Our aim is to develop fundamental theories and effective methods of machine learning, which have various applications in data analysis. Followings are our ongoing topics.
Machine Learning and Information Geometry
We study the relationship between machine learning and information geometry.
Information geometry enables us to flexibly treat machine learning models in a principled manner. For example, the set of model distributions of a Boltzmann machine, which is a basic generative model in machine learning, can be viewed as a dually-flat manifold, a canonical structure in information geometry.
We are trying to design powerful machine learning models with integrating information geometry and partial order structures, where we can incorporate interactions between variables. Our approach can treat various machine learning tasks such as feature selection, representation learning, and matrix/tensor decomposition.
- Tensor balancing presented at ICML 2017 [Slide] [Poster] [Video]
- Tensor decomposition presented at NeurIPS 2018 [Slide] [Poster] [Video]
Part of this project is supported by JST PRESTO "Social Design" Area and JSPS KAKENHI (Grants-in-Aid for Scientific Research).

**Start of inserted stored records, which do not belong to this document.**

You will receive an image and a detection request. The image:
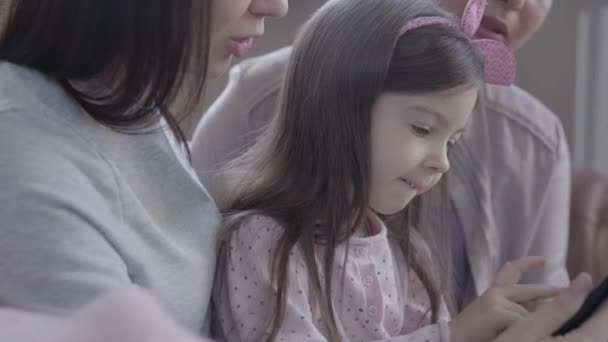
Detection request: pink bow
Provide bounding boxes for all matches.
[400,0,516,86]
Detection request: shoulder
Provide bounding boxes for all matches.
[0,63,121,208]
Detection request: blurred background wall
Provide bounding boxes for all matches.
[195,0,608,172]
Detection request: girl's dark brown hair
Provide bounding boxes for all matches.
[218,0,483,341]
[0,0,211,145]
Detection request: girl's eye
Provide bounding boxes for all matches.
[411,125,431,138]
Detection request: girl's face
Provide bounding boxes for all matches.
[440,0,553,50]
[208,0,288,77]
[370,87,478,215]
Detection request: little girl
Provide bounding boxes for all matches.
[214,0,555,342]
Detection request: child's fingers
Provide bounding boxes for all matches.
[494,256,545,286]
[502,300,530,318]
[502,284,559,303]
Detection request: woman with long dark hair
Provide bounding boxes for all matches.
[0,0,287,335]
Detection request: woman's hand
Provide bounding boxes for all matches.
[450,257,558,342]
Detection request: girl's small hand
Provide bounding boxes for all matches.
[450,257,558,342]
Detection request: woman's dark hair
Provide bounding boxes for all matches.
[0,0,211,141]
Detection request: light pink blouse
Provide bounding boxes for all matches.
[214,216,449,342]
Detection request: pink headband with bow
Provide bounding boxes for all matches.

Machine Learning with Discrete Structure
Discrete structures, such as a graph structure, appear in a wide range of applications including bioinformatics and chemoinformatics. Since most of machine learning methods are designed for continuous variables, how to integrate such discreteness into continuous spaces is of high interest. A representative method is a graph kernel, which measures the similarity between graphs and enables us to apply kernel based methods to graph structured objects.
We are also interested in how to learn discrete structures from unstructured objects. One of approaches is to use Formal Concept Analysis (FCA), which extracts a lattice structure using algebraic property of data.
- Graph kernel library presented at Bioinformatics [Library (R)] [Library (Python)]
- Graph kernel analysis presented at NIPS 2015 [Poster]
- Graph representation learning presented at NeurIPS 2018 R2L Workshop
Part of this project is supported by JSPS KAKENHI (Grants-in-Aid for Scientific Research).
Significant Pattern Mining
Feature selection of detecting informative variables in a high-dimensional data is a fundamental task in machine learning, while most of existing methods can find only single features or linear interactions of features. We study how to find patterns, that is, multiplicative/combinatorial (potentially higher-order) interactions between variables. We use pattern mining algorithms and integrate statistical tests into them to guarantee statistical significance of detected interactions.
- Significant itemset mining presented at SIGKDD 2015 [Video]
- Significant pattern mining for continuous variables accepted to IJCAI 2019 [Slide] [Poster]
- Review on significant pattern mining (in Japanese)
Part of this project has been supported by JST PRESTO "Big Data" Area and JSPS KAKENHI (Grants-in-Aid for Scientific Research).
Developing Various Machine Learning Methods
We are also developing efficient and/or effective machine learning methods such as clustering and outlier detection.